As expected, the bullish extremes in investor sentiment persist. Company insiders continue to unload shares at a high rate. As I have brought forth over the past couple of months, these data points (and those of most analysts) have not mattered as the major indices keep marching higher. It has been very brutal if you are anticipating a correction. It has been brutal if you are short, and it has been brutally hard to sit on your hands and do nothing while you wait for an entry point that is more than 1% below the recent highs. At this point, divining when a meaningful correction will happen is only guess.
For the most part, the indicators have been flashing these kind of extremes since November, 2010. The market did correct (slightly) prior to the initiation of asset purchases by the Federal Reserve. Then from December through January, we got into the "this time is different" scenario where the market goes higher despite the extremes in bullish sentiment. That scenario ended a couple of weeks ago. At this point, price has become disconnected from the indicators. In essence, it has become difficult to quantify the current price action with the data.
With this in mind, I still present this week's data....

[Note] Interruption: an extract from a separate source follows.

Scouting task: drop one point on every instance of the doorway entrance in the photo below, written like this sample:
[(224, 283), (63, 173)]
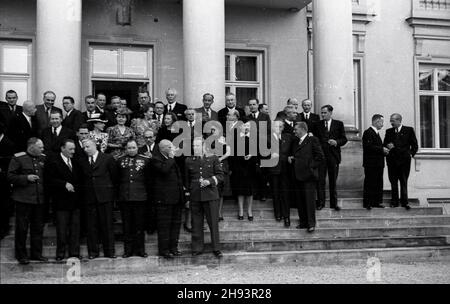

"Sellers outnumbered buyers more than 4-to-1 as insider transaction volume increased significantly in the wake of the first major tranche of earnings announcements. While there was a 20% increase in the number of buyers, the number of sellers rose more than 100%, meaning that virtually all of the volume increase was the result of new (or return) sellers. None of this is surprising - sellers have been the dominant breed for twenty-three consecutive weeks, stretching back to the week ended September 7, 2010."